Teacher+Feature+of+the+Week%3A+Getting+Creative+with+Art+Teacher+Ashley+Wyrick

Ashley Wyrick is one of the seven art teachers at Wando, but her abilities go way beyond teaching students to create art.
She also teaches AP Art History and AP Studio.

When she was in high school, she was very passionate about art and took as many art classes as she could.

“My senior year I decided that I wanted to actually focus in the arts, and so I accepted a place at Clemson University in the fine arts program,” Wyrick said.

Her senior year at Clemson, she had to declare a specific area in the fine arts program.

“I declared pottery and ceramics,” she said, “and so I focused on ceramics my final year.”

Following graduation from Clemson, she knew she wanted to live in an area that was art-oriented, which is why she chose Charleston. Her goal was to become a working artist, but she found that her dream came with challenges.

“I thought ‘I’ll just be an artist and survive!’ — but I realized it is really hard to survive as a working artist, so I had some other odd jobs,” Wyrick said. “I was working in that studio space doing my own work selling in that gallery, but also working somewhere else on the side to pay the bills.”

After that first year out of college, she knew she needed to do more than work side jobs and occasionally sell her work.

“I was actually able to get a job at the Gibbes Museum,” she said. “They used to have a working studio there and they hired me as a ceramics teacher for adult pottery so I taught pottery classes for about a year.”

It was after this experience teaching adult pottery that Wyrick knew she wanted to be a teacher. She went back to school and got a degree to be able to teach.

“I came through an alternative route — it was called critical needs at the time, and so there was a critical need in the area for art teachers, so I was able to be hired as a teacher,” she said.

She started at Wando in 2003 as a part-time art teacher.

“The following year in 2004, they opened up this new building and the program had grown a little bit, so they took me on as a full time teacher,” Wyrick said.

Currently she is given the opportunity to teach select art students wheel throwing.

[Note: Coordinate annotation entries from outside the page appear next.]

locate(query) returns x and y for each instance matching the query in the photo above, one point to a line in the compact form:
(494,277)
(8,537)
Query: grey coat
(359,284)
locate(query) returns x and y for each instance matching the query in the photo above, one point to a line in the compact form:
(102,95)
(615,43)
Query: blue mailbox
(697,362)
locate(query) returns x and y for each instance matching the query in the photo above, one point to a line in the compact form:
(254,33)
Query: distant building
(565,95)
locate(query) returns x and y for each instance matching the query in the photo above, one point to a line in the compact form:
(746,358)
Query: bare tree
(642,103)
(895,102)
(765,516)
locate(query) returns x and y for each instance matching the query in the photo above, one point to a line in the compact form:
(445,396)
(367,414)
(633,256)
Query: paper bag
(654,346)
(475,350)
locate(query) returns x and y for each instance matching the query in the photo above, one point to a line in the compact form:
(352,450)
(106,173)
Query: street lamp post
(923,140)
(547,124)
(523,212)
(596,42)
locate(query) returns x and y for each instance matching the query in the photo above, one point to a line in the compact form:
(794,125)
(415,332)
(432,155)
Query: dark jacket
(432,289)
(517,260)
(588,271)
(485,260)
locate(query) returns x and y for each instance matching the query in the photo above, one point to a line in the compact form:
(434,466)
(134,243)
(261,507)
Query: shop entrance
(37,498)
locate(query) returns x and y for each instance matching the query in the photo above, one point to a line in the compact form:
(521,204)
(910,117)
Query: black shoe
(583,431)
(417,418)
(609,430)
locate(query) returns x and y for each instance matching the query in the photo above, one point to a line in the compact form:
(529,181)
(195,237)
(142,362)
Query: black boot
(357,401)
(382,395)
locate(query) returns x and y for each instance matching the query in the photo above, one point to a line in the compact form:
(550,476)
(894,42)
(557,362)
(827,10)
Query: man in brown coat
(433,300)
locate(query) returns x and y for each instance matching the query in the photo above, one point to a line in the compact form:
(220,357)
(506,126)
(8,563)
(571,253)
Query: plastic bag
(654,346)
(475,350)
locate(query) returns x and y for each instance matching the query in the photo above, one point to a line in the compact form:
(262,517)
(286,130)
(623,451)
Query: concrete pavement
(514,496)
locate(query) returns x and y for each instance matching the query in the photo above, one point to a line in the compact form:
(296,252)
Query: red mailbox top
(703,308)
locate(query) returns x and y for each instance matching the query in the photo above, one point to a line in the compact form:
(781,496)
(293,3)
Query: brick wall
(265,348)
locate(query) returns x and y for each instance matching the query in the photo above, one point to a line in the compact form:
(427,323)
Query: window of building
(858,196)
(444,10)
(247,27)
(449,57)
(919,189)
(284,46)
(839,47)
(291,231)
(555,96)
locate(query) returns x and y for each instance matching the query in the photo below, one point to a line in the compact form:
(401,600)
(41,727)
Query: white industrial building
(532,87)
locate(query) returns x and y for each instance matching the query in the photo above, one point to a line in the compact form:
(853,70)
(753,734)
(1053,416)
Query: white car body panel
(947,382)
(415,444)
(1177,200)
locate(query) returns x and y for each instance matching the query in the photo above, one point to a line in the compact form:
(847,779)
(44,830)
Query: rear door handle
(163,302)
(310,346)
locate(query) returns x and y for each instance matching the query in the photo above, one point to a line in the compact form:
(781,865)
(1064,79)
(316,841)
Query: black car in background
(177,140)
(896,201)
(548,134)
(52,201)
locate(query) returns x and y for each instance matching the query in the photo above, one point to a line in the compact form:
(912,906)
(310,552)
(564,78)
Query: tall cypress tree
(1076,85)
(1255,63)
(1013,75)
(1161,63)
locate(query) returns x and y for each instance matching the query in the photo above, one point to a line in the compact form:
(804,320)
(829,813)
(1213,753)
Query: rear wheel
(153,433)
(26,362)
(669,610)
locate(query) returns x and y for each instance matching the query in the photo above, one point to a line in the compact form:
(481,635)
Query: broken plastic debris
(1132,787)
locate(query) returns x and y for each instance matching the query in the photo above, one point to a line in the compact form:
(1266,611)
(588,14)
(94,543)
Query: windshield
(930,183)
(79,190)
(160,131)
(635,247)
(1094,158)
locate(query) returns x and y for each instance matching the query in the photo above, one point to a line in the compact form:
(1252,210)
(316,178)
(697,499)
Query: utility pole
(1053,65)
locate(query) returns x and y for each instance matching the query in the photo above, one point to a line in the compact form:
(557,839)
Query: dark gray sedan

“I currently have two students who are wheel throwing as part of their concentration,” Wyrick said. “It comes full circle for me because that’s what I went to school for and now I am able to teach students how to basically complete that same craft that I learned.”

She has no regrets in her leap of faith that diverted her from her “dream” job to instead start teaching.

“The nice thing about being an art teacher is with demonstrations and developing new lessons and new projects, I get to still be creative,” Wyrick said.